Q1. Can we rollback an AKS/Kubernetes upgrade?
"No, AKS upgrades are generally one-way upgrades. Once the control plane and node pools are upgraded, rollback isn't supported. That's why before upgrading production we validate compatibility in lower environments, review deprecated APIs, check ingress controller compatibility, monitoring agents, CSI drivers, and application readiness. If an issue occurs after upgrade, we usually roll back the application version rather than the cluster version."
Q2. During cluster upgrade requests are failing. Why?
"The first thing I would check is whether enough healthy replicas are available during the upgrade. Common reasons are missing Pod Disruption Budgets, incorrect readiness probes, single replica deployments, slow application startup, or insufficient cluster capacity causing delays in pod scheduling."
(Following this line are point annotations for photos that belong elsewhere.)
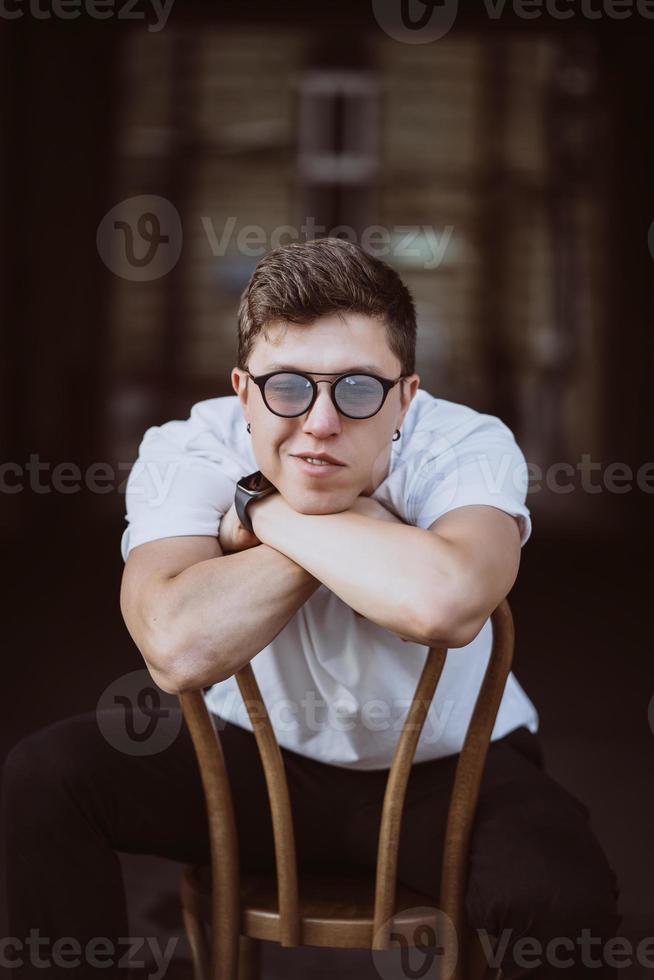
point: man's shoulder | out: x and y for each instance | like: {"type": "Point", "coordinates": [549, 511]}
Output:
{"type": "Point", "coordinates": [429, 414]}
{"type": "Point", "coordinates": [213, 420]}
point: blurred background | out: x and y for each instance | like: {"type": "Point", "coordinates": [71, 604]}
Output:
{"type": "Point", "coordinates": [505, 168]}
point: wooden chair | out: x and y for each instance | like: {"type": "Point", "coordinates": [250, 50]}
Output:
{"type": "Point", "coordinates": [342, 908]}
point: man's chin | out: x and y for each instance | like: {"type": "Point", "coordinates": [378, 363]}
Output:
{"type": "Point", "coordinates": [319, 501]}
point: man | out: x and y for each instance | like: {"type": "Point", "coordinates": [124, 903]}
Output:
{"type": "Point", "coordinates": [393, 521]}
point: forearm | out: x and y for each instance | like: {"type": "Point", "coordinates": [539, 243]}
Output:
{"type": "Point", "coordinates": [394, 574]}
{"type": "Point", "coordinates": [224, 611]}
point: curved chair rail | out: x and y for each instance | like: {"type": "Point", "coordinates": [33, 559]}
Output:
{"type": "Point", "coordinates": [226, 911]}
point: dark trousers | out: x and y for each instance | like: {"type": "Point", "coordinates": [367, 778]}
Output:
{"type": "Point", "coordinates": [71, 799]}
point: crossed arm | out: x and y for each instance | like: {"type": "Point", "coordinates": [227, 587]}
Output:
{"type": "Point", "coordinates": [197, 615]}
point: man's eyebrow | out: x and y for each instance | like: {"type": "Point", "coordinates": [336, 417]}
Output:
{"type": "Point", "coordinates": [366, 368]}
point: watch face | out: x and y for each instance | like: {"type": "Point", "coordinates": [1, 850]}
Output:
{"type": "Point", "coordinates": [255, 482]}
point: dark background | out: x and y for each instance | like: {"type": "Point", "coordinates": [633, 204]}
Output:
{"type": "Point", "coordinates": [532, 139]}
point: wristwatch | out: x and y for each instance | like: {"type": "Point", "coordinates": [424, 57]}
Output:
{"type": "Point", "coordinates": [249, 488]}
Q3. Hundreds of requests are failing during upgrade. What else besides PDB?
"Apart from PDB, I would investigate readiness probes, application startup time, connection draining, ingress behavior, resource constraints, and whether traffic is being routed to pods before they become ready. I've seen failures caused by applications taking several minutes to initialize after node replacement."
Q4. How does StatefulSet work?
"StatefulSet is used when applications require stable identity and persistent storage. Unlike Deployments, pod names remain consistent such as database-0, database-1, database-2. Each pod gets its own persistent volume and DNS identity. It's commonly used for databases, Kafka, and other stateful workloads."
Q5. Which Ingress Controller are you using?
"In my recent project we were using NGINX Ingress Controller."
Q6. Is it community supported?
"Yes, NGINX Ingress Controller is actively maintained by the Kubernetes community. However, whenever I use it in production, I always verify the support matrix, Kubernetes compatibility, security advisories, and version lifecycle."
Q7. Why do we use Ingress?
"Ingress provides a centralized way to manage HTTP and HTTPS traffic into Kubernetes. Instead of exposing every service separately, we define routing rules that direct traffic to the appropriate backend services."
Q8. Why not just use Application Gateway?
"Application Gateway and Ingress complement each other. Application Gateway manages external traffic, SSL offloading, and WAF capabilities. Ingress handles Kubernetes-native routing inside the cluster. In many environments both work together."
Q9. How does traffic flow?
"Client request reaches the load balancer or Application Gateway, then goes to the Ingress Controller. The Ingress Controller evaluates the routing rules and forwards the request to the appropriate Kubernetes Service. The Service then routes traffic to one of the healthy pods through its endpoints."
Client
↓
App Gateway
↓
Ingress
↓
Service
↓
Endpoints
↓
Pods
Q10. What configuration do you do in Ingress?
"Typically host-based routing, path-based routing, TLS certificates, redirects, rewrite rules, authentication integration, rate limiting, timeouts, and backend service mappings."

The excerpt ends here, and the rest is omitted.